I had a 36-year-old man from Eagle Pass come by my office on Tuesday. He had started walking several days earlier and a few rides — and blisters — later, he was in deep East Texas.

When we met, he was tired, hopeless (he had hoped to find some family here — it didn’t work out) homeless and hungry. We got him some food and a motel room for the night (plus a bottle of cream soda); it’s about all we could really do (it put us $68 over our benevolence budget).

He reminded me of Raymond Babbitt, Dustin Hoffman’s character from the movie Rain Man. I shared with Louis that the best thing for him was to go back the way he came, to go back home, that we had done all we could for him. Enjoy the bed, enjoy the shower and enjoy the food, but go back home.

The next day he showed up in my office again, wanting to know if we could give him a ride to a shelter in Marshall (about 30 miles). I reiterated we had done all we could for him, that we were busy, blah, blah, blah. Ten minutes later we were sharing a cream soda and loading up in the church van going to Marshall.

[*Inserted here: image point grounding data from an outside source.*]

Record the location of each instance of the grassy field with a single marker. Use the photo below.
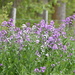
(38, 50)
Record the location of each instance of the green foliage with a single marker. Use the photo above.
(4, 12)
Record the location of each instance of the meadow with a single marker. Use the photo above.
(41, 49)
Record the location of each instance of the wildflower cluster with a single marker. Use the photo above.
(42, 43)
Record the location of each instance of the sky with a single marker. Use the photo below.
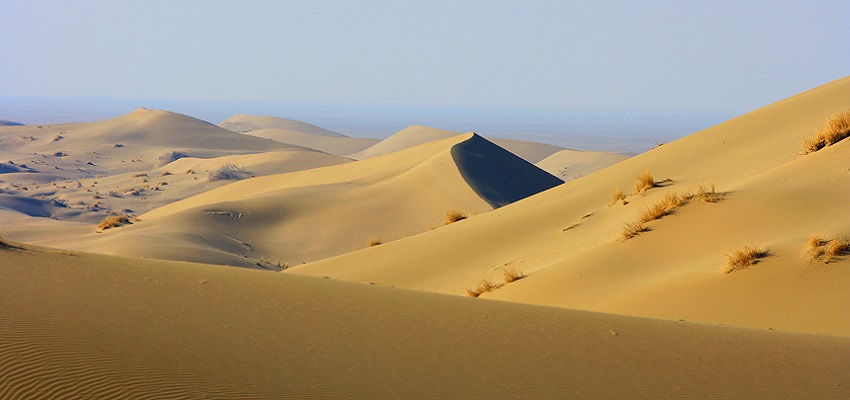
(683, 55)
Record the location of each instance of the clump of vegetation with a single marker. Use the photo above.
(113, 221)
(708, 194)
(663, 207)
(454, 216)
(836, 129)
(512, 274)
(742, 258)
(632, 229)
(618, 195)
(228, 172)
(170, 156)
(827, 250)
(483, 286)
(644, 182)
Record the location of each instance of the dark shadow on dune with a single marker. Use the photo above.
(497, 175)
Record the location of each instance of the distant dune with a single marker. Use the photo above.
(713, 266)
(568, 240)
(309, 215)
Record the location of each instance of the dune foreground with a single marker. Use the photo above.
(431, 264)
(77, 325)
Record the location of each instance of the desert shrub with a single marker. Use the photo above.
(483, 286)
(512, 274)
(644, 182)
(836, 129)
(170, 156)
(742, 258)
(663, 207)
(113, 221)
(632, 229)
(454, 216)
(835, 248)
(227, 172)
(618, 195)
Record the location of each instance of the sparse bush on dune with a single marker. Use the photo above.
(742, 258)
(228, 172)
(454, 216)
(837, 128)
(170, 156)
(644, 182)
(113, 221)
(632, 229)
(512, 274)
(618, 195)
(827, 250)
(483, 286)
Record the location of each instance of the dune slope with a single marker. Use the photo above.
(88, 326)
(309, 215)
(568, 240)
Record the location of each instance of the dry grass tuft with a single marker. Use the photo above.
(454, 216)
(708, 194)
(113, 222)
(835, 248)
(836, 129)
(644, 182)
(632, 229)
(483, 286)
(746, 256)
(618, 195)
(663, 207)
(512, 274)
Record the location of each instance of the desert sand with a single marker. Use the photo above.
(278, 259)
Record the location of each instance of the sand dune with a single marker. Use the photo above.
(87, 326)
(416, 134)
(298, 133)
(568, 240)
(246, 123)
(573, 164)
(309, 215)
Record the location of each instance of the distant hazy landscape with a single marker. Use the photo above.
(627, 131)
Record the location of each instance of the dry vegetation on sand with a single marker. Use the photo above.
(742, 258)
(483, 286)
(836, 129)
(825, 250)
(454, 216)
(113, 221)
(618, 195)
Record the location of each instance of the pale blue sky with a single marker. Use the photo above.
(711, 55)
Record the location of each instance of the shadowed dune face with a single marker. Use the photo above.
(499, 177)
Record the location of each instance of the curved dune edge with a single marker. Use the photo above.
(289, 219)
(496, 175)
(568, 243)
(81, 325)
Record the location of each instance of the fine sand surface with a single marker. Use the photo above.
(567, 240)
(573, 164)
(289, 219)
(88, 326)
(416, 134)
(297, 133)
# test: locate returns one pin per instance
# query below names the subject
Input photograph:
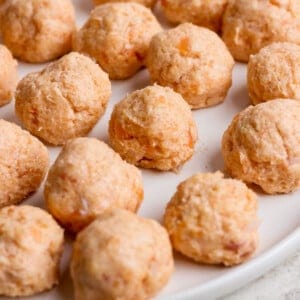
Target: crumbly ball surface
(121, 256)
(213, 220)
(194, 62)
(63, 101)
(38, 31)
(153, 128)
(88, 178)
(262, 146)
(23, 163)
(31, 245)
(117, 36)
(148, 3)
(8, 75)
(200, 12)
(249, 26)
(274, 73)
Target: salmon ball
(23, 163)
(194, 62)
(38, 31)
(153, 128)
(262, 146)
(88, 178)
(117, 36)
(8, 75)
(63, 101)
(203, 13)
(274, 73)
(213, 220)
(249, 26)
(31, 245)
(148, 3)
(121, 256)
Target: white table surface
(281, 283)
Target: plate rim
(230, 282)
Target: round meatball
(262, 146)
(38, 31)
(8, 75)
(213, 220)
(121, 256)
(249, 26)
(274, 73)
(153, 128)
(200, 12)
(117, 36)
(31, 245)
(88, 178)
(194, 62)
(63, 101)
(23, 163)
(148, 3)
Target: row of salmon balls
(123, 37)
(246, 26)
(209, 219)
(91, 190)
(66, 99)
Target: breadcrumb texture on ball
(153, 128)
(200, 12)
(117, 36)
(262, 146)
(249, 26)
(8, 75)
(121, 256)
(148, 3)
(193, 61)
(274, 73)
(31, 246)
(38, 31)
(23, 163)
(63, 101)
(88, 178)
(213, 220)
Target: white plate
(280, 215)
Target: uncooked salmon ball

When we pulled up in front of the shelter, Louis said he couldn’t stay there — could we take him to downtown? I again shared what I thought was best: to stay in the shelter and tap into the resources they could offer and to allow them to eventually help him get back home. This man was either hard of hearing or strong-willed. It turns out he was simply scared.

Louis said, “Pastor Ken, it’s hard.”

He had this habit of making a statement like, “It’s hard.” Then he would follow that up with a question, “It’s hard, isn’t it, Pastor Ken?” I would reply, “Yes, Louis, it’s very hard.”

Then he would say, “People are mean. People are mean, aren’t they, Pastor Ken?” No doubt people are mean.

“People don’t care, do they. People don’t care, do they, Pastor Ken?” Needless to say Louis had won my heart.

We went downtown, and I offered to get him a cup of coffee at the Joe Pine Coffee Shop and to kind of get him set up for the afternoon, but he said he was hungry. Did the coffee shop serve sandwiches? The answer is no, they serve coffee. In my mind, I was telling myself again, we had gone the extra mile and done all we could for this man, but as we passed a place on the way to Joe Pine, Louis said, “Isn’t that a sandwich shop?” Yes, yes it is; let’s go inside.

$16 later, we left this defeated man in a strange city. We prayed before we left, and the last thing this sweet man said to me was, “Am I going to be alright?” I don't know, that's something I ask myself and the Lord almost daily.  

I learned a lot through this guy. President Eisenhower told us to pick important over urgent, but sometimes what is important looks urgent. I’m glad I chose to spend time with urgent. What was important that day was preparing for a Bible Study, answering an email inbox that was full, tackle a “to do" list that was piled high, returning phone calls and keeping my social media updated. I also learned that 'no' doesn’t always mean no, sometimes God turns our “No” into His “Yes,” and as we submit to God’s will He blesses our socks off. He told to tell you that.